Święta Bożego Narodzenia w Kościele grekokatolickim według kalendarza gregoriańskiego rozpoczynają się 7 stycznia i trwają trzy dni. Podobnie jak w Kościele łacińskim poprzedza je Wigilia - „Święty Wieczór” – powiedział PAP jezuita dr hab. Marek Blaza, profesor Akademii Katolickiej w Warszawie. Wspólny list do wiernych wystosowali biskupi kościoła grekokatolickiego w Polsce. Życzenia dla wiernych Kościoła prawosławnego, greckokatolickiego i innych Kościołów wschodnich w Polsce złożyła także para prezydencka.
CZYTAJ TEŻ:
Święta Bożego Narodzenia w Kościele grekokatolickim
Kościół grekokatolicki w Polsce korzysta w roku liturgicznym z kalendarza juliańskiego. Oznacza to, że Boże Narodzenie przypada według kalendarza gregoriańskiego 7 stycznia, czyli 13 dni po Bożym Narodzeniu obchodzonym przez katolików obrządku łacińskiego, którzy narodzenie Mesjasza świętują 25 grudnia
— powiedział o. dr Blaza.
O. Blaza jest kapłanem-birytualistą - oprócz sprawowania sakramentów i nabożeństw w rycie łacińskim może je także sprawować w rycie bizantyjsko-ukraińskim i bizantyjsko-rumuńskim.
Zaznaczył, że w kalendarzach cerkiewnych okres Bożego Narodzenia trwa trzy dni z rzędu.
Pierwszego wspomina się pokłon trzech mędrców, drugi dzień świąt, czyli 8 stycznia według kalendarza gregoriańskiego - to tzw. Sobór Przenajświętszej Bogurodzicy (Sobor Preswjatoji Bohorodyci), który w jakieś mierze odpowiada w Kościele rzymskokatolickim obchodom świętu Świętej Rodziny, a trzeciego dnia upamiętnia się pierwszego męczennika za wiarę Chrystusową, św. Szczepana, po ukraińsku zwanego Stefanem
— powiedział jezuita.
Obchody świąt Bożego Narodzenia poprzedzone są podobnie jak w Kościele katolickim w Polsce Wigilią, która po ukraińsku nazywa się Swjat-Weczir, co znaczy „Święty Wieczór”, od którego rozpoczyna się kolędowanie.
O. Blaza zastrzegł, że „w Wigilię w Kościele grekokatolickim obowiązuje post ścisły, czyli w zasadzie jedynym posiłkiem winna być wieczerza wigilijna”.
Na jej początku głowa rodziny dzieli się z innymi uczestnikami prosforą, czyli kwaszonym chlebem, który zwykle używany jest do sprawowania Eucharystii.
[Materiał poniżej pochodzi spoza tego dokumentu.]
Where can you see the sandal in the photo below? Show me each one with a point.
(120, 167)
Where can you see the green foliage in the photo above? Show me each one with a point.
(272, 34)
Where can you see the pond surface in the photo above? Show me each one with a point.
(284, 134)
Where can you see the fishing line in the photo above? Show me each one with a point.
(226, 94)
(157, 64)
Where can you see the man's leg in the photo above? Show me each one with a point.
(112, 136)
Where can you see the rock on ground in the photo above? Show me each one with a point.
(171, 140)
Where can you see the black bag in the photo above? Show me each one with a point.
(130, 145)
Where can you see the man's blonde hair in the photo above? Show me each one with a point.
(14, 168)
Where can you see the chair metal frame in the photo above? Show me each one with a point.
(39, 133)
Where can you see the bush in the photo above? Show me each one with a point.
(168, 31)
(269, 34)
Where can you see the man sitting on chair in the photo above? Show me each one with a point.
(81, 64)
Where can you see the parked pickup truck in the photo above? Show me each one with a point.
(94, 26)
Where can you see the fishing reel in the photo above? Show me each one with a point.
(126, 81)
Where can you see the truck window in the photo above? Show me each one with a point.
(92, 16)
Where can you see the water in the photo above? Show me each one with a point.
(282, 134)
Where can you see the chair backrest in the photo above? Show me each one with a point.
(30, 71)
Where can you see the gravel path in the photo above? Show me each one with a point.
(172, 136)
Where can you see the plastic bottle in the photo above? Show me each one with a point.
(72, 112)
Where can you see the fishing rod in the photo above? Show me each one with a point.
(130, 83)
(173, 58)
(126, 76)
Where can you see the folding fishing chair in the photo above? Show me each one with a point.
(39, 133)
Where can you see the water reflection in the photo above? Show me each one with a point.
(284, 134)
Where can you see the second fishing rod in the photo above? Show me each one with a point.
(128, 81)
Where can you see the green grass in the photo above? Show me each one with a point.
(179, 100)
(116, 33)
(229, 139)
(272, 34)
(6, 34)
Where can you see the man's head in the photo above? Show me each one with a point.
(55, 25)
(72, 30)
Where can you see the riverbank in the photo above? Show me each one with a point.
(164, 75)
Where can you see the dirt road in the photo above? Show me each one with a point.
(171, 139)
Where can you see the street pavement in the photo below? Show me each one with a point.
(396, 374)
Podczas dzielenia się prosforą głowa rodziny pozdrawia domowników słowami „Chrystus się rodzi”, a oni odpowiadają „Wychwalajmy Go!”
— powiedział o. Marek Blaza. Dodał, że nie ma zwyczaju dzielenia się otrzymanym kawałkiem chleba na zasadzie każdy z każdym.
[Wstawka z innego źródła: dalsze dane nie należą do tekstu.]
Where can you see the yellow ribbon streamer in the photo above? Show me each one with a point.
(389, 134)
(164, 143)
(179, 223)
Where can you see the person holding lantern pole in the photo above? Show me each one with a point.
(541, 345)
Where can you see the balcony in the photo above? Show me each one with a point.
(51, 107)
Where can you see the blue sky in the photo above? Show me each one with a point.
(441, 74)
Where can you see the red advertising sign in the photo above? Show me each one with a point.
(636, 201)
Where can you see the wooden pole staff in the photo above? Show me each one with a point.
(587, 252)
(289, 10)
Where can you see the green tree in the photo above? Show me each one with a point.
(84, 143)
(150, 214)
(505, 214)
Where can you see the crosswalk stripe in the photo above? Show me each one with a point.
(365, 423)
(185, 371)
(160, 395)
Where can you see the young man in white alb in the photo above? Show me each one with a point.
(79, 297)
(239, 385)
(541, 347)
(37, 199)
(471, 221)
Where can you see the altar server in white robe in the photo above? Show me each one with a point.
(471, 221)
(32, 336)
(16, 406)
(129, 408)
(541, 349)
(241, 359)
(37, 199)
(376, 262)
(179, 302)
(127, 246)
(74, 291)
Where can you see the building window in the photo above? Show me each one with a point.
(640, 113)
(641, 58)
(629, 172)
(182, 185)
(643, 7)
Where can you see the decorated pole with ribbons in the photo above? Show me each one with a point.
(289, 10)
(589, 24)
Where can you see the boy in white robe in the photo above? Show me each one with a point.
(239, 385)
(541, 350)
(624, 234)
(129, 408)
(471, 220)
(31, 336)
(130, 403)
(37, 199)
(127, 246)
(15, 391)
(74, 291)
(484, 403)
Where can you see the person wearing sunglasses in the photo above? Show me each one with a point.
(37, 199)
Wspomniał, że istnieje także, zwłaszcza w diasporze, zwyczaj maczania prosfory w miodzie, co symbolizuje dobrobyt „kraj miodem i mlekiem płynący”.
Zgodnie ze zwyczajem wieczerza wigilijna w Kościele grekokatolickim składa się z jarskich potraw.
Gdzieniegdzie zachował się także taki zwyczaj, że grekokatolicy jako pierwszą potrawę podają „kutię”, która składa się z gotowanej pszenicy z makiem i miodem. Następnie podawany jest postny barszcz czerwony, a później ryba, podobnie jak to jest na polskich stołach
— powiedział jezuita.
Po wieczerzy istnieje także zwyczaj rozdawania podarunków
— dodał.
Następnie wierni idą do cerkwi na nabożeństwo Wielkie Powieczerze, które jest odpowiednikiem zachodniej „Komplety”, czyli ostatniej godziny w brewiarzu, odmawianej przed snem. W czasie liturgii wybrzmiewają słowa: „Z nami Bóg! Rozumiejcie narody i upokórzcie się, bo z nami Bóg!”. Śpiewane są przy tym wersety z księgi proroka Izajasza
— powiedział o. Blaza.
Dodał, że po tym nabożeństwie, zwłaszcza na terenie Polski, odprawiana jest w cerkwi Eucharystia, podczas której czytana jest Ewangelia o pokłonie trzech mędrców.
Natomiast fragment o Narodzeniu Pańskim, który odczytywany jest w czasie Pasterski w rycie zachodnim, w Kościele grekokatolickim czytany jest podczas Liturgii św. Bazylego Wielkiego połączonej z nieszporami w Wigilię Bożego Narodzenia
— wyjaśnił jezuita.
Zaznaczył, że „pod wpływem tradycji zachodniej także w cerkwi budowane są szopki bożonarodzeniowe tzw. wertepy, ustawiane są choinki oraz śpiewane są kolędy”.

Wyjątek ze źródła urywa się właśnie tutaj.